More than Future over the last decade (It's, it's)
過去10年間において、Future以上の影響力を持った奴はいないってことさ(ああ、それは…)
※2010年代初頭のアルバム『Pluto』や『DS2』から始まり、トラップをアトランタのローカルミュージックから世界のメインストリームへと押し上げた彼の功績を称賛している。単なるセールスだけでなく、ストリートカルチャーや若者のライフスタイルに与えた影響は計り知れない。

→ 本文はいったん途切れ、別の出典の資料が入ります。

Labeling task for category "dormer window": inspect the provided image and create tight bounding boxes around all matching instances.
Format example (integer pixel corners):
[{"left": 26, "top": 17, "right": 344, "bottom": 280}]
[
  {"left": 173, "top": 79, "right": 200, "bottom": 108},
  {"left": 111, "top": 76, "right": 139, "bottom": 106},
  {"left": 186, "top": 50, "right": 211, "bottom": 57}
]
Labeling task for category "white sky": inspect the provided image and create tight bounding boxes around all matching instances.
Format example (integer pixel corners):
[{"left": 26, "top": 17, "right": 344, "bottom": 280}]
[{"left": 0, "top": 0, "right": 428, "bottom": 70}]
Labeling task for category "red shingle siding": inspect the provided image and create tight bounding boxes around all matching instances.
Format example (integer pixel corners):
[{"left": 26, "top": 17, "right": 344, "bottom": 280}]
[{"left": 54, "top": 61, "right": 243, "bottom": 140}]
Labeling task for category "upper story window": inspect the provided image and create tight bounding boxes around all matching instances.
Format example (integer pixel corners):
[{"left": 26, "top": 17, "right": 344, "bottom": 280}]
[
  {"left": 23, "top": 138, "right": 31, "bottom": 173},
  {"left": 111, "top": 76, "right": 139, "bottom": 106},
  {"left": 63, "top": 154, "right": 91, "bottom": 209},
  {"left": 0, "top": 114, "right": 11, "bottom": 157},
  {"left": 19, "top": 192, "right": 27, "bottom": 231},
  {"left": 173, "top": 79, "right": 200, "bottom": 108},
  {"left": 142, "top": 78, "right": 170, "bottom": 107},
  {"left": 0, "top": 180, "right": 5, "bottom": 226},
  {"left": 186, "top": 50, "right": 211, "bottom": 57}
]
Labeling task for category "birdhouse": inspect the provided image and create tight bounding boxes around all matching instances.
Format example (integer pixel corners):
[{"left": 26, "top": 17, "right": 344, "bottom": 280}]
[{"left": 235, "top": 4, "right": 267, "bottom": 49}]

I think Future had influence, people want to be Future (Mmm)
Futureの影響力は絶大だ、みんなFutureになりたがってるんだから(うむ)

People want to sound like Future
みんなFutureみたいなサウンドを出したがってるのさ

It's wild to me that we don't—
俺たちがFutureをそこに含めないのは、マジで狂ってると思うぜ…

It's not a big three, it is a fantastic four
「ビッグ3」じゃねえ、「ファンタスティック・フォー」なんだよ
※GeniusやRedditでも大いに沸いたハイライト。「ビッグ3」とはKendrick Lamar、J. Cole、Drakeの3人を指す。Kendrick Lamarが前作の「Like That」で「Motherfuck the big three, nigga, it's just big me(ビッグ3なんてクソ食らえ、俺一人だけだ)」とラップしたのを受け、Charlamagneは「Futureを含めた4人(マーベル・コミックのヒーローチーム名にかけて)であるべきだ」と提唱している。リリシストとしての側面ばかりが評価される風潮への痛烈なカウンター。

And Future is in that (This beat is so, so Metro)
そしてFutureは間違いなくその一角に入ってる(このビート、マジでメトロって感じだ)

You can put him, you—, he might be two, huh, three
あいつをランクインさせるなら…そうだな、2位か、いや3位かもしれないが

He might—can even be number one
いや…あいつは「ナンバー1」にだってなり得る存在さ
※アルバムのDisc 2の1曲目にして、タイトル「#1」の鮮やかな回収。リリシストの頂上決戦として語られるビッグ3論争を一段高い場所から見下ろし、「シーンへの影響力とカルチャーの創造」という観点においてはFutureこそが頂点(ナンバー1)であるという、王者としての絶対的なステートメントでこの壮大なプロジェクトの幕を開けている。